Regardless, the stuff and history hashed, rehashed, and cross-hashed in the report neither pardon nor palliate the absence of an earnest, efficient, and apolitical family and child welfare architecture within New York City government. Moreover, the report breaks no news and blazes no trail out of the lair of political lard and largesse.

For example, the Executive Summary mentions "... a disturbing pattern going back over a century where the report of a horrific child death would generate public outrage and criticism of the city's child welfare agency." But after a century, this is not "a disturbing pattern" at all - it is an evil estate, preserved and revivified by succeeding generations of self-absorbed politicians, and passed along, over and over again, to the detriment of succeeding generations of families and children.

Additionally, the Executive Summary pleads for an end to the historical cycle of agency name-changing and promises of reform.

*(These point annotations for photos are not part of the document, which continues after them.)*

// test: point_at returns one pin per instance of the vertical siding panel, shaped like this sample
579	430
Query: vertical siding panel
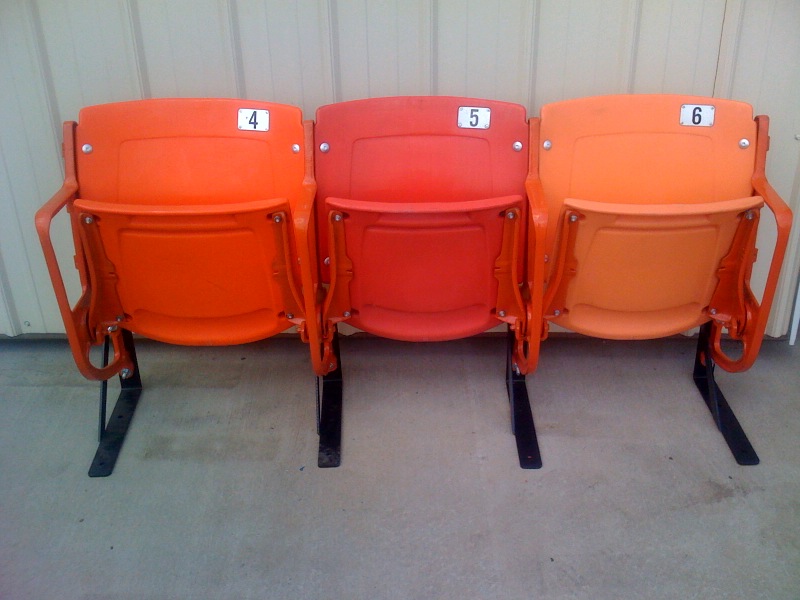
485	49
187	48
90	53
285	51
584	48
383	49
766	73
678	46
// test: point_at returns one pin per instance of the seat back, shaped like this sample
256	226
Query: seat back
184	210
646	195
420	189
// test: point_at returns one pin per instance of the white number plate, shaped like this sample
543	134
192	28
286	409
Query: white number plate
474	117
697	115
254	119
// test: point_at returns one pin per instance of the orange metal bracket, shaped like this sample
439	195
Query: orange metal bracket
80	333
751	333
533	292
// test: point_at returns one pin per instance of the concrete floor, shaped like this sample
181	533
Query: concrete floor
216	494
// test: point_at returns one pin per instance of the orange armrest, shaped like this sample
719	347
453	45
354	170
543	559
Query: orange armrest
412	208
664	210
153	210
45	215
779	208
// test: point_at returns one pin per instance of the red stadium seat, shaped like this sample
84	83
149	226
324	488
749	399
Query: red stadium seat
428	224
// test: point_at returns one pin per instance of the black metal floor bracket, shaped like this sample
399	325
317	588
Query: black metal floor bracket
521	414
112	434
721	411
329	414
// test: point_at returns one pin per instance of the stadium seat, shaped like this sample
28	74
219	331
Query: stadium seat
424	227
654	203
192	223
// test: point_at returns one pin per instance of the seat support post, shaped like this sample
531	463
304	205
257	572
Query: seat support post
724	417
112	434
521	414
329	414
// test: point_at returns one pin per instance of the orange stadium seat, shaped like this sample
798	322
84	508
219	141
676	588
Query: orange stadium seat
654	203
427	219
192	223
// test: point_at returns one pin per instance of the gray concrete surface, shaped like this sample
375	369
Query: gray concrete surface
216	494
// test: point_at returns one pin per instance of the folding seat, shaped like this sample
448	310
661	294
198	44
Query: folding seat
423	233
192	224
654	203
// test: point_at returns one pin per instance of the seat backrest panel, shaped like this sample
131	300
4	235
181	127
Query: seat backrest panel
187	152
410	149
634	149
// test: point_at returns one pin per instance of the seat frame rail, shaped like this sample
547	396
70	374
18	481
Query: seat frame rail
112	432
723	415
522	425
329	414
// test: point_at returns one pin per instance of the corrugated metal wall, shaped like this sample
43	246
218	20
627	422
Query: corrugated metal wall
59	55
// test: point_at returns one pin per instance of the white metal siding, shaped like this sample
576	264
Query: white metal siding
57	57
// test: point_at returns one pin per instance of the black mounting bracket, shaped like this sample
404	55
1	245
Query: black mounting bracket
724	417
329	414
521	414
112	434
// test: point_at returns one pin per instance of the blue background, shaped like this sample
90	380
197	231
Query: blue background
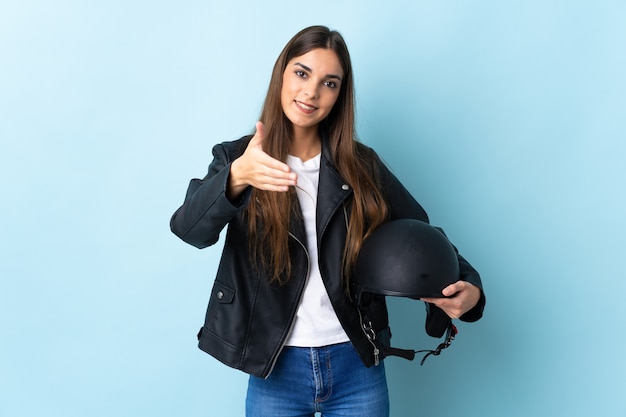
506	120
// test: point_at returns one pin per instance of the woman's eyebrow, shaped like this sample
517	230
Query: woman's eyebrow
304	67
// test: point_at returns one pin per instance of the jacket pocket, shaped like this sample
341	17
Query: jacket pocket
219	320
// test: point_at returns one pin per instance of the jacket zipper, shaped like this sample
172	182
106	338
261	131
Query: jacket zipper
291	324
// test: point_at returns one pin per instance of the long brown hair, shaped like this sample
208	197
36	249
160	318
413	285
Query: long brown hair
269	212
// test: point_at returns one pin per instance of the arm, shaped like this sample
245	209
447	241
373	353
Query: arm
206	209
212	202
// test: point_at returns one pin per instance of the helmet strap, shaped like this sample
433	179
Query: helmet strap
451	332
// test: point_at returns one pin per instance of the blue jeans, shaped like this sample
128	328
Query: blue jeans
331	380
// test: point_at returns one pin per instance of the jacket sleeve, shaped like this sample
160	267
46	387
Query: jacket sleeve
403	205
206	209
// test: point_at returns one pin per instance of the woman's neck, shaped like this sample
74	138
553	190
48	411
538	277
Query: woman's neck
306	143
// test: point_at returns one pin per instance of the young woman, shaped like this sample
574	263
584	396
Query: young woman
299	197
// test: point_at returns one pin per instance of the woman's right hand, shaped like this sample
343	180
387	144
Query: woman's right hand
256	168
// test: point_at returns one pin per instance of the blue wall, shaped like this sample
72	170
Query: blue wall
505	119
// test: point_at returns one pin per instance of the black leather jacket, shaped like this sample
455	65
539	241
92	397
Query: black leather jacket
248	320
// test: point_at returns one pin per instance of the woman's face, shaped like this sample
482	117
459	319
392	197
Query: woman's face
311	85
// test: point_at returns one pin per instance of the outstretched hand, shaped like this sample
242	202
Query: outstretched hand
257	169
462	297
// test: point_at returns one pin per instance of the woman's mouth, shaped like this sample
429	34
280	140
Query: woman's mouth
306	108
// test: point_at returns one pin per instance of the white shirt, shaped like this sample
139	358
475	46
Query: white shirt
316	323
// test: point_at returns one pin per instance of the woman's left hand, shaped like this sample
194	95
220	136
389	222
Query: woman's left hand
462	297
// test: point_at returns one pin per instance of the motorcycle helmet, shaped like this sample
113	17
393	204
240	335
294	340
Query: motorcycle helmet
406	258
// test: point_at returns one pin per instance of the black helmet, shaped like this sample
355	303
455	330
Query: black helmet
406	258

City government is urged to "... finally equip ACS with skilled investigators who have the training and experience to consult with and assist Caseworkers and their supervisors with investigations of serious criminal allegations." But this solution is a quantitative personnel gambit that cannot substitute qualitatively in the long term for Caseworkers and supervisors with broadened training, practice, skills, and knowledge, plus the ability to train new professional peers and to reap new opportunities to mature to advanced titles and salaries.

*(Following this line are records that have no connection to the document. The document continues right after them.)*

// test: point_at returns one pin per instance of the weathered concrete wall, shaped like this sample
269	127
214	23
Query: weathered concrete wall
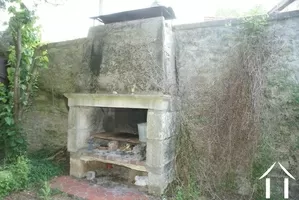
68	69
45	122
202	54
134	54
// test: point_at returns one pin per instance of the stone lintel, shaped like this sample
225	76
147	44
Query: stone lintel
154	102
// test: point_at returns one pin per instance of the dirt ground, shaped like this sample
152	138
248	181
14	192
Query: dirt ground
30	195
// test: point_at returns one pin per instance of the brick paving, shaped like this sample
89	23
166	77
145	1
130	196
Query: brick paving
85	190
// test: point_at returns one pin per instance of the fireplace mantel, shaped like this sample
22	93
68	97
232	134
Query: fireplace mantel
153	102
86	115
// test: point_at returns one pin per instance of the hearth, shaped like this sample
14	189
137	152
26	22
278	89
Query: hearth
103	129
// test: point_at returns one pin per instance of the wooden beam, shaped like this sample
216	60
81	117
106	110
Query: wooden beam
280	6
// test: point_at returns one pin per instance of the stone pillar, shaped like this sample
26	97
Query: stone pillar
162	127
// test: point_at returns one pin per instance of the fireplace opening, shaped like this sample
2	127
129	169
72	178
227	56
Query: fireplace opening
118	139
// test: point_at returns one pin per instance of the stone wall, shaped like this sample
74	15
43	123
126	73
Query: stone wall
138	57
45	122
133	56
202	54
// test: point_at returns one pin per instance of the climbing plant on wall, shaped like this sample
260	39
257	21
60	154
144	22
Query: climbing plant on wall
24	60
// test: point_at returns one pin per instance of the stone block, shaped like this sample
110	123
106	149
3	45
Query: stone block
77	139
159	153
161	169
157	183
161	125
78	168
80	117
72	140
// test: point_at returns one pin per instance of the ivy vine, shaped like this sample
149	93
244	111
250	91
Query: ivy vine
24	61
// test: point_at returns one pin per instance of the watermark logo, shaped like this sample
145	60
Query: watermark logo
286	181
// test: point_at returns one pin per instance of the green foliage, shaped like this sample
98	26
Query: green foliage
42	170
189	191
45	192
24	60
14	177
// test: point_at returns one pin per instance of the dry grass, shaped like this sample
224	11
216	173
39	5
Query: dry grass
221	130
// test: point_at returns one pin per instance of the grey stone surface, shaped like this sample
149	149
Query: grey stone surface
161	125
162	169
83	121
68	69
157	102
157	183
45	122
160	152
131	55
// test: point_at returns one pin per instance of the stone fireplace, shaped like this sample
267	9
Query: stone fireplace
101	126
128	78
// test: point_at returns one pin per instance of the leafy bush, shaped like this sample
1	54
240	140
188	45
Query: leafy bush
14	177
6	183
42	170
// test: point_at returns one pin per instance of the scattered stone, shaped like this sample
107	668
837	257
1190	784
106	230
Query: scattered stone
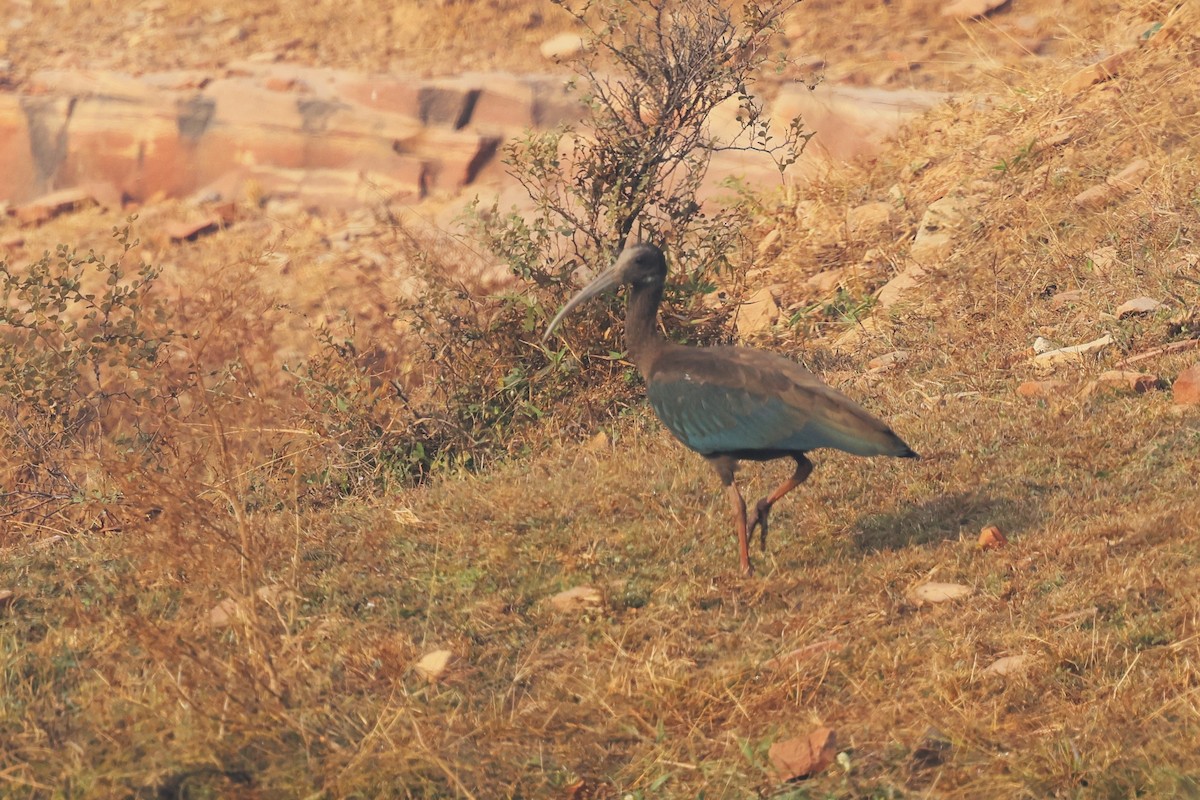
1102	258
1043	389
577	599
991	539
433	665
1065	299
887	361
1074	353
563	47
971	8
52	205
757	313
803	756
192	230
771	242
933	750
599	443
1098	72
934	240
1138	306
869	220
1135	382
1186	389
1115	187
1043	344
891	292
223	613
1008	666
277	83
827	281
937	593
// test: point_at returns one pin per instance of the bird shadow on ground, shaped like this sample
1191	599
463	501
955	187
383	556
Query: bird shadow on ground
945	518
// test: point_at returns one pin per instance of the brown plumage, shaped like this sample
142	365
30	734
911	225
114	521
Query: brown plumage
732	403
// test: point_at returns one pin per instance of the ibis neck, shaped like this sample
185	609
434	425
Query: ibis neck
641	317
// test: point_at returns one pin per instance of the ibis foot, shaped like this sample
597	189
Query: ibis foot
803	469
760	521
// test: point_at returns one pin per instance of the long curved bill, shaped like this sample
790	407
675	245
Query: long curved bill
606	281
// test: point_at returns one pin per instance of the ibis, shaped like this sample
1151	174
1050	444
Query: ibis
733	403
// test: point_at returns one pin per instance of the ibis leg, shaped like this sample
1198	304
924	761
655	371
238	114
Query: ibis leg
725	467
803	469
739	523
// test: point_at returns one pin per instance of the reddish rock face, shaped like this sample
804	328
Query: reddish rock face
289	128
1187	386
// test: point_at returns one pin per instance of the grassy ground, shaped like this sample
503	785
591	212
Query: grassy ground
234	636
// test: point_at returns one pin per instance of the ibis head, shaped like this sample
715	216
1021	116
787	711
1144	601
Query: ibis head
641	266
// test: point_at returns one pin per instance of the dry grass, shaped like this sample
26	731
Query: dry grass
117	684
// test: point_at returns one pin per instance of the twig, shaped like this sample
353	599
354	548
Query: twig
1174	347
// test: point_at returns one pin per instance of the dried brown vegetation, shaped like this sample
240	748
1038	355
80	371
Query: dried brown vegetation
247	620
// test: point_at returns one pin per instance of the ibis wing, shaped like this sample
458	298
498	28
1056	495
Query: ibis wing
733	400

A final example of managerial posterior protection appears on pages 89 and 90 of the report - a bulleted list of 12 specific findings of "... significant flaws in the investigations conducted by ACS with respect to eight of the nine families detailed [in the report] ..." The list includes nine distinctly negative mentions of "ACS staff"; two distinctly negative mentions of "ACS supervisors"; and one distinctly negative mention apiece for "ACS employees," "ACS Caseworkers," "a Caseworker," and "ACS." Implausibly, there is no mention of any leadership failing among the 51 Deputy, Associate, and Assistant Commissioners whose meal tickets are etched into the 2007 ACS organization chart (http://www.nyc.gov/html/acs/downloads/pdf/org - chart.pdf).

The DOI report puts nothing new under the sun. After three years in charge, ACS Commissioner John B. Mattingly and his brigade of bureaucrats will probably continue to plunder the public payroll and rearrange furniture, until the sun finally sets on the erringly protective administration of Mayor Michael R. Bloomberg.